Askerlik yapmak için mecburi hizmetten ayrılmak mümkün mü? Askerlikte geçen süre mecburi hizmetten sayılır mı?

Mecburi hizmet yükümlülüğü sırasında askere gidilmesi mümkündür. Ancak askerlik ödevinin yerine getirildiği süre mecburi hizmet süresinden sayılmadığı gibi, askerliğin bitiminde mecburi hizmetin kalan süresinin tamamlanması gerekir.

Sağlık raporu, mecburi hizmet kurasına girmeyi engeller mi?

Sağlık mazereti mecburi hizmet yapmayı engelleyen bir mazeret olmayıp hastalığın niteliğine göre atama yapılacak yerin belirlenmesinde önem taşıyabilir. Sağlık mazereti bulunanlar kura öncesinde durumu Sağlık Bakanlığı’na belgesi ile birlikte ilettiklerinde bu durum atama kurasında değerlendirmeye alınır.

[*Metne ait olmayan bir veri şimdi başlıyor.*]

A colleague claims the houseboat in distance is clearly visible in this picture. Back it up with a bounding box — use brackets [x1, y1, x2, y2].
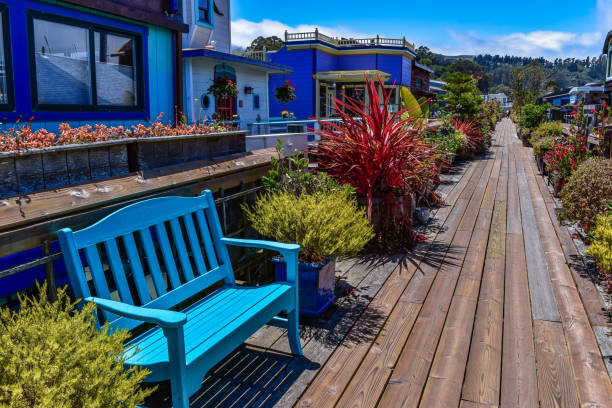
[267, 29, 432, 119]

Ayrıca kurası çekilip ataması yapılanların hastalanmaları halinde atandıkları yere gitmemelerinin gerekçesi olarak sağlık raporunu gösterebilmeleri koşuluyla ilgili yerde göreve başlamak rapor süresinin sonuna kadar ertelenir. Bir başka ifadeyle, ataması yapılan bir mecburi hizmet yükümlüsü atama kararının kendisine tebliğinden önce hastalanması ve istirahat rapor verilmesi halinde atama kararının tebliği rapor sonrasına ertelenebileceği gibi bu arada tebliğ edilmiş olsa da hükmünü rapor süresinin bitiminden doğurmaya başlar. Ancak önemle belirtmek gerekir ki, atama öncesi ya da atandıktan sonra raporlu olarak geçirilen süreler mecburi hizmet sürelerinin hesabında dikkate alınmayacaktır.

Uzman hekim olduktan sonra mecburi hizmet yükümlülüğü olacak mı?

Mecburi hizmet tabiplere, uzman tabiplere ve yan dal uzmanı tabiplere getirilmiş bir yükümlülüktür. Her statü için ayrı ayrı mecburi hizmet getirilmiştir. Uzman hekimler de, 05.07.2005 tarihinden sonra uzman olmuş iseler, mecburi hizmet yükümlüsüdürler.

Daha önce mecburi hizmet yapmış olmak bir avantaj yaratır mı?

1981 yılında çıkartılmış olan 2514 sayılı Yasa’ya tabi olarak mecburi hizmet yapmış olup da, kazandığı yeni bir statü (uzman/yan dal uzmanı gibi) sebebiyle, yeni Yasa uyarınca mecburi hizmete tabi tutulan kişi için yerine getirdiği önceki mecburi hizmetin bir etkisi bulunmamaktadır.

Daha önceden mecburi hizmet yapmış olması sebebiyle yeniden mecburi hizmete tabi tutulmasının hukuka aykırı olduğunu düşünen uzmanlar ve yan dal uzmanları uzmanlık belgelerinin verilmemesi ve kendilerine yeniden mecburi hizmet uygulanması işleminin iptali için İdare Mahkemesinde dava açabilirler. Bu davada 5371 sayılı Yasa’nın ilgili hükmünün Anayasa’ya aykırı olduğu savı da ileri sürülebilir.